BOTTOM LINE: Prices of goods imported into the US rose more than forecast in August, led by increases in oil, natural gas and metals. Over the last 12 months, import prices have risen 6.6%. However, excluding petroleum, prices have risen only 2.7%. Oil has declined 18.7% since peaking on July 14. Substantial declines in most commodity prices should dramatically cut import price increases going forward.

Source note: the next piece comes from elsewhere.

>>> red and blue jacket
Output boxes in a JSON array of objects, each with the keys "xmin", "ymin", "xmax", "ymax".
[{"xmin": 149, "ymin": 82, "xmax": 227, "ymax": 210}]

Retail sales in the US unexpectedly rose in August, a sign the economy is withstanding a slowing housing market, Bloomberg reported. Rising incomes and falling energy prices should give consumers added spending power. The unemployment rate is near a five-year low, while employee compensation rose at a 6.6% annual rate in the second quarter. Moreover, filling station sales decreased 1% in August, the largest drop since February. The average price of regular-grade gasoline at the pump dropped to $2.58 a gallon on Sept. 13, down 15% from highs of $3.04 on Aug. 9. I expect retail sales to continue to exceed estimates over the intermediate-term as energy prices continue to fall, stocks rise, housing stabilizes, inflation decelerates, interest rates remain low, the job market remains healthy and irrational pessimism lifts.
The number of US workers filing first-time applications for state jobless benefits unexpectedly dropped last week, evidence demand remains strong enough to encourage companies to retail workers. The four-week moving-average of jobless claims fell to 314,250. The unemployment rate among those eligible for benefits, which tracks the US unemployment rate remained steady at 1.9%. I continue to believe the job market will remain healthy over the intermediate-term without generating substantial unit labor cost increases.